O capital, através de seus funcionários destacados nas instituições, meios de comunicação e entidades da sociedade civil, dá mostras de indisposição com essas tentativas. Não podem ser declarações incisivas, pois dessa forma promoveriam ainda mais a instabilidade que abala os sensíveis mercados e atrapalha os negócios, além de abrir espaços para a intervenção das classes populares, e por isso utilizam a mensagem cifrada da ideologia para defender as instituições, a normalidade democrática, o processo eleitoral. Essa tibieza na rejeição ao golpismo, por sua vez, incita analistas de superfície a identificarem na “fragilidade das instituições”, o flanco aberto à realização de um golpe.

Configura visão superficial, à medida em que cria a expectativa de que um golpe de Estado pode resultar do mero gesto de vontade do presidente bufão, sem as forças sociais capazes de apoiar sua aventura, tanto quanto garantir o regime que pretende instaurar.
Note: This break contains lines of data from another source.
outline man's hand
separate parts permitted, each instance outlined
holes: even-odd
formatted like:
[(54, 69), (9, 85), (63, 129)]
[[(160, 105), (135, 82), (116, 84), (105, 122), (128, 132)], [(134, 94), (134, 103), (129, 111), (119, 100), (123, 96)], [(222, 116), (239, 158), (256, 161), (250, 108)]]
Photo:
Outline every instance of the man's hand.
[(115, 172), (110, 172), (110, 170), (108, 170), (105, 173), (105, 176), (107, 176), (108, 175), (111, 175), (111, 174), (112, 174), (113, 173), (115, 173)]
A toda forma de Estado, corresponde uma sociedade civil, e mesmo nos casos em que ele consegue relativa autonomia, essa só se mantém na medida em que os interesses hegemônicos são preservados – seja o caso da Convenção, o de Vargas ou Bolsonaro. Não só o presidente passou todo seu mandato sem nenhuma declaração ou ação explícita de apoio por parte dos representantes do grande capital (uma diferença marcante em relação ao fascismo original), como foi capaz de provocar posicionamentos públicos inusitados. A Febraban, historicamente muito hábil em manter seu posicionamento político em meio às brumas de bastidores, se pronunciou publicamente em favor da “estabilidade democrática e a legitimidade do processo eleitoral”. Ao seu modo, outras entidades de classe dessa mesma cepa também se pronunciaram, em linguagem igualmente contida, e até mesmo os executivos locais do imperialismo seguiram por trilha semelhante. No campo institucional, é notória a posição contrária do topo do judiciário, sendo a figura mais destacada, o ministro Alexandre de Moraes, alçado à Corte pelas mãos de Michel Temer, um representante histórico de uma das facções do capital paulista. O mesmo Temer que articulou o desbaratamento da tentativa de golpe em setembro e que fez vir a público vídeo em que, reunido com os senhores de negócios, tripudiavam do presidente como um bobo da corte. O episódio aparece no horizonte como frivolidade em momento de descontração, mas se trata, em verdade, de escarnecimento da fragilidade do presidente diante dos grupos que efetivamente operam o poder, a demonstrar que o raio de ação do chefe do executivo depende de seus humores. A sua base de sustentação no Congresso é composta quase exclusivamente dos camelôs legislativos, cujo traço mais marcante é o posicionamento de ocasião, baseado no controle de recursos orçamentários, e com um apurado faro para identificar o lado em que o vento sopra e continuará soprando.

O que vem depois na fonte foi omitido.